# Best starter da deal?



## Citygo (Jan 13, 2014)

Looking for opnions on the best deal you have currently seen. Looking for polisher, polishing compounds pads and bag. I've got a seat Toledo.


----------



## bigalc (Aug 7, 2014)

Most folk here will recommend the DAS6PRO from clean your car using the DW groupbuy code.......DAS6GROUPBUY.......
Start off with a selection of hexlogic pads

Meguiars mezerna or scholl polishes are recommended


----------



## christopherquin (Apr 12, 2016)

bigalc said:


> Most folk here will recommend the DAS6PRO from clean your car using the DW groupbuy code.......DAS6GROUPBUY.......
> Start off with a selection of hexlogic pads
> 
> Meguiars mezerna or scholl polishes are recommended


Tried ordering one, but the discount isn't working, any idea if this code has been replaced?

Cheers


----------



## scuba-phil (Feb 18, 2016)

try calling them


----------



## Sawel (Aug 5, 2016)

christopherquin said:


> Tried ordering one, but the discount isn't working, any idea if this code has been replaced?
> 
> Cheers


It does work, make sure it's the Das-6 Pro Dual Action Polisher you're selecting (price £114.95). The enter the discount code DAS6GROUPBUY

It works for me so it'll work for you.


----------



## greencode (Jun 25, 2008)

I've also been looking at getting a DA Polisher but can't decide which would be best. I've got a Z4 and a Type R so from one extreme to the other with the hard pain of the BMW and the soft paint of the Honda!
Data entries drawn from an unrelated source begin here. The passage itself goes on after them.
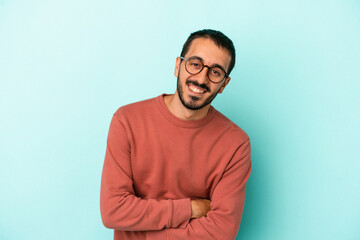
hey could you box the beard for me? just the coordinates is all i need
[177,74,222,111]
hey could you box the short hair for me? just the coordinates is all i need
[180,29,236,75]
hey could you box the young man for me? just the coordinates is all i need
[100,29,251,240]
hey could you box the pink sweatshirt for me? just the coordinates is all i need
[100,94,251,240]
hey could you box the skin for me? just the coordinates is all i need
[165,37,231,120]
[164,37,233,218]
[190,199,211,219]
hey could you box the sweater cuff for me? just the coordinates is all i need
[168,198,191,229]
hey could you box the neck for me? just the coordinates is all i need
[164,92,210,121]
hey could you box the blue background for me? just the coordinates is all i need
[0,0,359,239]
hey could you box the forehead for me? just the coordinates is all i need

There's quite a huge choice as well on the CYC website here http://www.cleanyourcar.co.uk/polishing-machines/das-6-dual-action-polisher/cat_71.html

I must admin I'm a little lost!!


----------



## Andy from Sandy (May 6, 2011)

> I've got a Z4 and a Type R so from one extreme to the other with the hard paint of the BMW and the soft paint of the Honda!


That is taken care of by the choice of pad and polish.

Don't look to strip off the clear coat in ten minutes and you will not be disappointed with the performance of the DAS 6 Pro.

The pros want a car out of their shop asap so they can get the next one in. Does it really matter if it takes you several weeks doing one panel at a time?


----------



## ganwilliams (Jun 15, 2015)

hi

I've just bought one of these Black friday offers... I think it is pretty amazing value from what I understand!
http://www.perfectlycleaned.co.uk/perfectly-cleaned-das6-pro-plus-12-271-c.asp


----------



## Mr Kirk (Sep 26, 2016)

What's the difference between the das6 and das6 pro?

I've asked he missus to order me the das6.


----------



## greencode (Jun 25, 2008)

Mr Kirk said:


> What's the difference between the das6 and das6 pro?
> 
> I've asked he missus to order me the das6.


From what I've read everybody says go for the Pro. You get a longer lead and extra power.

Still debating whether to get one. Need to figure out how much of the car I'll need to mask off before I do anything!


----------



## Jesse_James (Mar 31, 2016)

What is the discount with the code? 

Sent from my SM-G935F using Tapatalk


----------



## Jesse_James (Mar 31, 2016)

Does anyone know what the discount is with the code? I can't get it to work there isn't one priced at 114.95

Sent from my SM-G935F using Tapatalk


----------